Nie trzeba być grzecznym, ułożonym i przezroczystym

Marcin Prokop to jeden z najbardziej cenionych i rozchwytywanych polskich konferansjerów, a także dziennikarz, prezenter, laureat nagrody Wiktor 2013 w kategorii Osobowość Medialna. Ma ogromną praktykę zawodową. Był redaktorem naczelnym Machiny, Filmu i Przekroju. W radiu popularność zyskał m.in. jego „Duży wywiad”. Jest niezwykle popularnym prowadzącym liczne programy telewizyjne o bardzo różnym charakterze. Najpopularniejsze to „Mam Talent“ i „Dzień Dobry TVN“. Jest również autorem kilku bestsellerowych książek m.in. „Bóg, kasa i rock’n’roll”. Hobbystycznie zagrał w „M jak miłość“ oraz dubbingował w filmie „Renifer Niko ratuje święta”. Biznesowo związany z Powerspeech.pl – wyspecjalizowaną agencją mówców, skupioną na dostarczaniu klientom sprawdzonych rozwiązań w dziedzinie wystąpień publicznych.

Bez wątpienia jesteś osobą charyzmatyczną z dużym poczuciem humoru, czy to właśnie dzięki tym cechom udało Ci się osiągnąć sukces?

Najważniejsza zasada sukcesu w tej branży, to nie traktować siebie i swojej roli w showbiznesie zbyt poważnie. Po pierwsze jest to rynek bardzo zmienny, gdzie nic nie jest dane na stałe i w dużej mierze zależy od chwilowych mód oraz kaprysów publiczności. Po drugie trzeba być maksymalnie szczerym i prawdziwym w tym, co się robi, bo odbiorcy bezwzględnie wyłapują wszelki fałsz, kabotynizm oraz sztuczne kreowanie wizerunku.

Swoją karierę zawodową rozpocząłeś bardzo wcześnie, bo już w wieku 20 lat jako dziennikarz – publicysta. Pisałeś m.in. dla Przekroju, Gazety Wyborczej i Wprost. Czy dzięki zdobytemu tam doświadczeniu, łatwiej było Ci wejść do świata showbiznesu?

Na pewno pomaga to, że znam showbiznes z obu stron – zarówno z perspektywy opisującego go dziennikarza, jak i uczestnika całego tego cyrku.

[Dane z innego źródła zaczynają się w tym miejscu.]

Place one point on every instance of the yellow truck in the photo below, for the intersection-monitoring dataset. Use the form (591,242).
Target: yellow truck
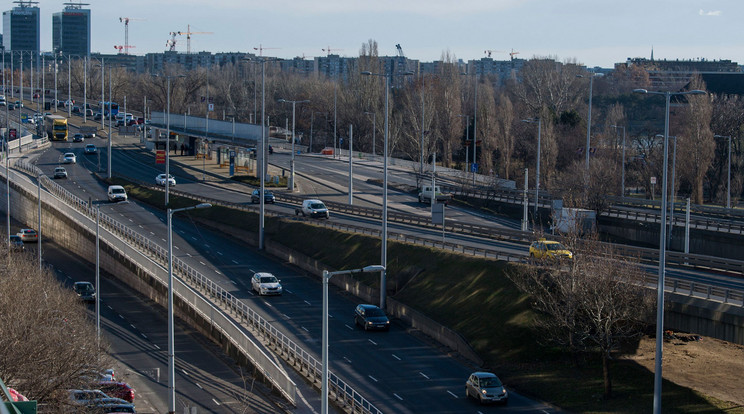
(56,127)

To powoduje, że od kilkunastu lat udaje mi się dość świadomie kierować swoją karierą, unikać licznych pułapek i nie popełniać błędów, przez które nawet największe gwiazdy miewały poważne wizerunkowe kłopoty.

Skończyłeś studia na wydziale finansów i bankowości, z wykształcenia jesteś specjalistą do spraw marketingu bankowości elektronicznej. Co miało wpływ na wybór zupełnie innej ścieżki kariery?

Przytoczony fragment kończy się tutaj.